Admissions increased in both months. They rose from 1,796 in November 2015 to 1,952, and from 1,876 in December 2015 to 2,088.

The report detailed the work being done to improve performance at A&E.

An integrated discharge team was set up six months ago to address delays in patients leaving the hospital.

A “surge and escalation” process is being finalised and will be used when there is increased pressure, which can include more than 299 people attending A&E in one day.

Other steps include streaming patients with primary care conditions at the A&E front door and a care home committee being set up.

A spokesman for NWAS said: “We are continuing to see a high demand for our service, specifically from patients with life-threatening conditions.

“It is not only the ambulance service seeing this increase in patients; it is happening across the NHS.

“Busier hospital emergency departments (EDs) result in ambulance crews having to wait longer to handover patients into the care of hospital staff before they are able to get back out on the road to respond to other emergencies.

“We monitor ambulance handover times daily and are working closely with our NHS colleagues and CCGs to address the issue through a number of initiatives. This includes placement of ambulance liaison officers in EDs who aim to speed up turnaround times for ambulance crews.

“We do our best to treat patients at home wherever possible and ensure that only patients who need to be there are taken to hospital. This month, 47 per cent of patients treated by ambulance crews in Wigan have not been taken to the emergency department. Instead we have referred them to more appropriate care through our initiatives such as the GP referral scheme, falls response team, community diabetes team and community assessment for mental health patients.
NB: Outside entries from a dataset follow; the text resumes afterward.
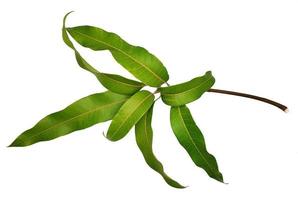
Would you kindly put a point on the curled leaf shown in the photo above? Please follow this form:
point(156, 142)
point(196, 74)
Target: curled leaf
point(137, 60)
point(129, 114)
point(112, 82)
point(144, 136)
point(192, 139)
point(187, 92)
point(90, 110)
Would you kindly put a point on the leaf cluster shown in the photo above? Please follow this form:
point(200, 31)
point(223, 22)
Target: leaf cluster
point(127, 104)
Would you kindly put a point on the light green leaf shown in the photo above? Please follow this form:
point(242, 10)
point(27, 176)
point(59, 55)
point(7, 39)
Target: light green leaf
point(192, 139)
point(137, 60)
point(129, 114)
point(90, 110)
point(187, 92)
point(112, 82)
point(144, 136)
point(119, 84)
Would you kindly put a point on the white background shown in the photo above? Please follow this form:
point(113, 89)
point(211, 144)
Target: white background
point(250, 46)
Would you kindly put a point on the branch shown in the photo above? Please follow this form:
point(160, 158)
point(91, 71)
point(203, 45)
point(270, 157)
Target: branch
point(280, 106)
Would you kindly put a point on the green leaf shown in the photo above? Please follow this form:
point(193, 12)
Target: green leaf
point(137, 60)
point(129, 114)
point(187, 92)
point(112, 82)
point(119, 84)
point(81, 114)
point(144, 136)
point(192, 139)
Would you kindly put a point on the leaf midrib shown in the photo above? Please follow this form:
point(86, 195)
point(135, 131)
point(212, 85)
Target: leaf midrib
point(173, 94)
point(211, 168)
point(140, 85)
point(147, 68)
point(66, 121)
point(136, 107)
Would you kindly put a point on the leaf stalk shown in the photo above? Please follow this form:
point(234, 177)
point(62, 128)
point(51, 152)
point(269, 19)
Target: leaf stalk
point(265, 100)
“We urge the public to support us by only dialling 999 for life-threatening and potentially life-threatening incidents and to consider alternative pathways of care such as minor injury units, walk-in centres or visiting their GP or pharmacist in the first instance.”

Dr Tim Dalton, GP and chairman of NHS Wigan Borough CCG, said: “Christmas and New Year was a tough time for the NHS, and A&E in particular. At these times, all the teams work together to try and reduce the impact on patients.
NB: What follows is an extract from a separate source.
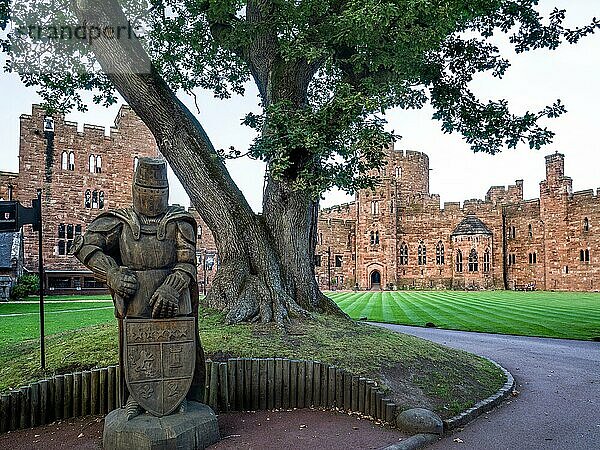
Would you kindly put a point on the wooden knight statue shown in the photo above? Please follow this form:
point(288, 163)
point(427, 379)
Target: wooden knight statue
point(147, 256)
“As well as working with the hospital to support them in managing the performance at A&E, we are working to try and ease pressure on A&E in the long term. This includes improving community services through the new integrated community services to reduce attendances and help the hospital discharge back to the home safely as quickly as possible.

“It also includes looking at the role of GPs in A&E to see and treat those people who don’t need the full A&E support, but could have been seen by their doctor.”